University’s fundraising trek unites individuals in support of Indigenous communities

University’s fundraising trek unites individuals in support of Indigenous communities

Trekking one hundred kilometres across the arid Australian outback in five days is a challenge, but one that twenty-five brave individuals eagerly tackled in the name of Indigenous education and health research.

The University of Newcastle’s Ikara-Flinders Ranges Challenge, which started on 9 September and finished on 14 September, saw staff members – including Vice-Chancellor, Professor Alex Zelinsky AO – alumni and community members walk the remote Heysen Trail of the Ikara-Flinders Ranges in South Australia.

While donations will be accepted up until 31 October 2019, so far, the $154,391 raised will enable at least eighteen Indigenous students to be supported through scholarships at university, as well as support two health research projects to positively impact Indigenous communities.

According to the Australian Institute of Health and Welfare, Indigenous Australians are nearly three times more likely than non-Indigenous Australians to experience high levels of psychological distress, have hearing problems as children and bilateral vision loss.

Indigenous Australians are also twice as likely to die before their fifth birthday or have a disability or a long-term health condition.

The Ikara-Flinders Ranges Challenge is the second trek of its kind the University has organised to raise awareness and funds to help tackle these challenges.

In 2017, the sixty-five-kilometre Larapinta Trail Challenge raised $152,432 through the support of 950 donors.

Passionate about Indigenous equity, it wasn’t hard to convince Wallsend eye surgeon Jeff Dobinson to sign up.
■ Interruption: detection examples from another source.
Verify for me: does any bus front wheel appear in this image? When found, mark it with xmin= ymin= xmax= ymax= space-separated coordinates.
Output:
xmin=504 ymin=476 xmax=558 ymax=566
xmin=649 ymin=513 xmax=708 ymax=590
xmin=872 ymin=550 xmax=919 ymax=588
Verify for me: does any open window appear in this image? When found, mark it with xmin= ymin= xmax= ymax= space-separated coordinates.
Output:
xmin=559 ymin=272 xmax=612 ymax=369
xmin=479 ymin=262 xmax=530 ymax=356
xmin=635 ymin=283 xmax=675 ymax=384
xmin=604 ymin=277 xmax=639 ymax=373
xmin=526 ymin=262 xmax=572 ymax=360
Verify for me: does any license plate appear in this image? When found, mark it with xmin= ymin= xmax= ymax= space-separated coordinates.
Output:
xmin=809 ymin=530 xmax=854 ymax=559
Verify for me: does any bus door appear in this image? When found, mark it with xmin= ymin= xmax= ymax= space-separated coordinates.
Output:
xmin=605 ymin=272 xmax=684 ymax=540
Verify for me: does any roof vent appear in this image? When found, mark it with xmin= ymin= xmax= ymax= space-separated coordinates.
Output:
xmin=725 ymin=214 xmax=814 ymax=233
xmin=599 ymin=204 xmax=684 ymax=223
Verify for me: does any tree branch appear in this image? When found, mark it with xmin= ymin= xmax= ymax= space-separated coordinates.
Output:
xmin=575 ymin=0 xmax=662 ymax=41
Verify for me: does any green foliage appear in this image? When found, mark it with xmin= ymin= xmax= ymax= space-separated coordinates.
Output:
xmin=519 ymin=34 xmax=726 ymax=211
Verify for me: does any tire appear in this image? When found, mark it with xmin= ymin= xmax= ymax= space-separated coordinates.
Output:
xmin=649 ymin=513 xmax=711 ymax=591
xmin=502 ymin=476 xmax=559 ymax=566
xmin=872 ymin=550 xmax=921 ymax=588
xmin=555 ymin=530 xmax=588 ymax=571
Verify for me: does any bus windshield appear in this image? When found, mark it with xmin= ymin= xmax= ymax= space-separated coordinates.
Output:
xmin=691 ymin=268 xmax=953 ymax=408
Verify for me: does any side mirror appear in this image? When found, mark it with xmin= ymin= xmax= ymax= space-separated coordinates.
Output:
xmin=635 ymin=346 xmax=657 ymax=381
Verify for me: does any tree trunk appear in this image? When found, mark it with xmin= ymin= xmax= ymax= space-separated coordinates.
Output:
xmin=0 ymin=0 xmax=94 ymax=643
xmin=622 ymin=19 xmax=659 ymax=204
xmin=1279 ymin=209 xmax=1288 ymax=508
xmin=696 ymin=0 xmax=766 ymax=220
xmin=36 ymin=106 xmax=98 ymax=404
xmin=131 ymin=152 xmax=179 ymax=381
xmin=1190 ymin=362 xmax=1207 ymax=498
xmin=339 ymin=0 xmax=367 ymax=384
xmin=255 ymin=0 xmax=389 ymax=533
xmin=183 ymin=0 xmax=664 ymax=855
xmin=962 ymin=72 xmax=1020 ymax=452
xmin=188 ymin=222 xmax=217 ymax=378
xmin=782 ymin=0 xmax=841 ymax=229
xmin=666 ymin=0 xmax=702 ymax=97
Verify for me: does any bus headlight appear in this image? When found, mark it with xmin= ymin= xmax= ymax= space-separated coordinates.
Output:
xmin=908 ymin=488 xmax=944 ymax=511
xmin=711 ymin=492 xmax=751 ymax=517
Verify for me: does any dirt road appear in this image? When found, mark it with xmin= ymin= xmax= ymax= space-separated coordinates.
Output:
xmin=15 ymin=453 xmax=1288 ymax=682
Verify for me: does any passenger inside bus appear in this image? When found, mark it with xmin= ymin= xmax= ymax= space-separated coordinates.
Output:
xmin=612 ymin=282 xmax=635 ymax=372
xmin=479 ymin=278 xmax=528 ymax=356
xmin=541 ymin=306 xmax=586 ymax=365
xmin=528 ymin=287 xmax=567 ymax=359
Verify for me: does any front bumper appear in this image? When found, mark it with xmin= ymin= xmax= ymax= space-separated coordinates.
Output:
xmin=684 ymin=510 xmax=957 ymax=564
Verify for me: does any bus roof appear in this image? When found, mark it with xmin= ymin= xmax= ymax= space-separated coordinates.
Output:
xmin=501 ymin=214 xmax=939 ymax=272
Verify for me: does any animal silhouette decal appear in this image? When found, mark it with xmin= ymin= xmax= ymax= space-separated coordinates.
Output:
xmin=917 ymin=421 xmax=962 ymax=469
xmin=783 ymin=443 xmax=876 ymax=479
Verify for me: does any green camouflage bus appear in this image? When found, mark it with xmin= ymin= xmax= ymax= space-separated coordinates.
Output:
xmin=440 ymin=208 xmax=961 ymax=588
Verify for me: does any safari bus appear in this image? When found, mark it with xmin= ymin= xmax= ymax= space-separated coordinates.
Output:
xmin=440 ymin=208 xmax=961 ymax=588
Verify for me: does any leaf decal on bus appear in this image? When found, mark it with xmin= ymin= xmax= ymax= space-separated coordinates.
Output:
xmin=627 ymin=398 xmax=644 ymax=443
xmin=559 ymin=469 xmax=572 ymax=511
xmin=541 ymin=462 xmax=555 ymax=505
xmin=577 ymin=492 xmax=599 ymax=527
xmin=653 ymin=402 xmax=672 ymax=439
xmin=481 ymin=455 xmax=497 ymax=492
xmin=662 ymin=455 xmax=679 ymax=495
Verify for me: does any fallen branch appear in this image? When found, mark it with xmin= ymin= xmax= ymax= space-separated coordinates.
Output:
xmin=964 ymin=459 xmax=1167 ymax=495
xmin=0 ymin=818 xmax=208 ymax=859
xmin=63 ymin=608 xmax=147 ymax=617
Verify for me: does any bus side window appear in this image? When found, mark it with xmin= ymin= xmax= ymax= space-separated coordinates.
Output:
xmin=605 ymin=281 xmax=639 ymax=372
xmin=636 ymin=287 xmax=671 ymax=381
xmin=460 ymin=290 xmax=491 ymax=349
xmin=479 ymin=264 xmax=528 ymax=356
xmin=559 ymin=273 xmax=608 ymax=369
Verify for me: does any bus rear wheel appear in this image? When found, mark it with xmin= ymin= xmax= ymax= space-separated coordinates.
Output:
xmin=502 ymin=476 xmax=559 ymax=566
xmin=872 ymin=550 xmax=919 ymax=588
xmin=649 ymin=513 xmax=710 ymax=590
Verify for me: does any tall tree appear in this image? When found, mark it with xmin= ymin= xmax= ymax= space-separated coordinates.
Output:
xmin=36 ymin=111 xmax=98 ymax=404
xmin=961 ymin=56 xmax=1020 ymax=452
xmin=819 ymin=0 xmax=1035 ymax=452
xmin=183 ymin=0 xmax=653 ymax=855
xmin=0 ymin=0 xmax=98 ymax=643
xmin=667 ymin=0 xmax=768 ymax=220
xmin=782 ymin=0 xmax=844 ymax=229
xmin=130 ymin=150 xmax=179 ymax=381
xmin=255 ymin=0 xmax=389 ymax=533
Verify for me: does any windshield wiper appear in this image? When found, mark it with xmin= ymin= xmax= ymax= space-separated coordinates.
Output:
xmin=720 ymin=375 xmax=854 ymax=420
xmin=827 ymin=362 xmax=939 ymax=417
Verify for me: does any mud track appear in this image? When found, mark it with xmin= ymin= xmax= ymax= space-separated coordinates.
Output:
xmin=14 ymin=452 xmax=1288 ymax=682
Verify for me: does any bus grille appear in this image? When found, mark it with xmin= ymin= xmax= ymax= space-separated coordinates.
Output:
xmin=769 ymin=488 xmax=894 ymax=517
His brother-in-law, Richard Anicich, participated in the 2017 challenge.

This year the pair tackled the Ikara-Flinders challenge together.

Jeff said he and Richard are no strangers to hiking. Together they climbed to the top of Tanzania’s Mount Kilimanjaro in 2011.

“Richard came back speaking very highly of the last [Larapinta] trek – that it was such good exposure for a great cause,” Jeff said.

“I’m also a keen walker and I’m looking forward to seeing that part of the world,” he said before setting off on the trek.

Among the list of people who embarked on the Ikara-Flinders Ranges trek was University of Newcastle alumnus, Bean Counters Ball board member and BeLLCORP Profit for Purpose Manager, Bernadette Smyth.

Bernadette remarked the whole experience was very rewarding and a great opportunity to support a worthy cause.

“The Ikara Flinders Ranges Challenge was an incredible opportunity to connect with others and take in the beauty of outback SA, whilst raising money for a very worthy cause,” she said.

“I’ve made new friends and connections and discovered strengths I didn’t know I had. It is an honour to be an alumnus of a University that is passionate about supporting the local community.”

The University of Newcastle is a leader in social justice and Indigenous education, with more than 1,000 Indigenous enrolments and the third largest number of Indigenous staff of any Australian university.

This year, it surpassed the milestone of graduating 100 Indigenous doctors.

The University’s 2017 challenge helped support fifteen Indigenous undergraduate scholarships, three PhD top-up scholarships for emerging Indigenous leaders and two research programs aimed at tackling Indigenous community health issues.

The research funding contributed towards a health App to support Indigenous mothers called MAMAS, and an outreach program delivering podiatry and foot care education to Central Coast Aboriginal and Torres Strait Islander communities, helping tackle the disproportionately high rates of diabetes-related foot complications.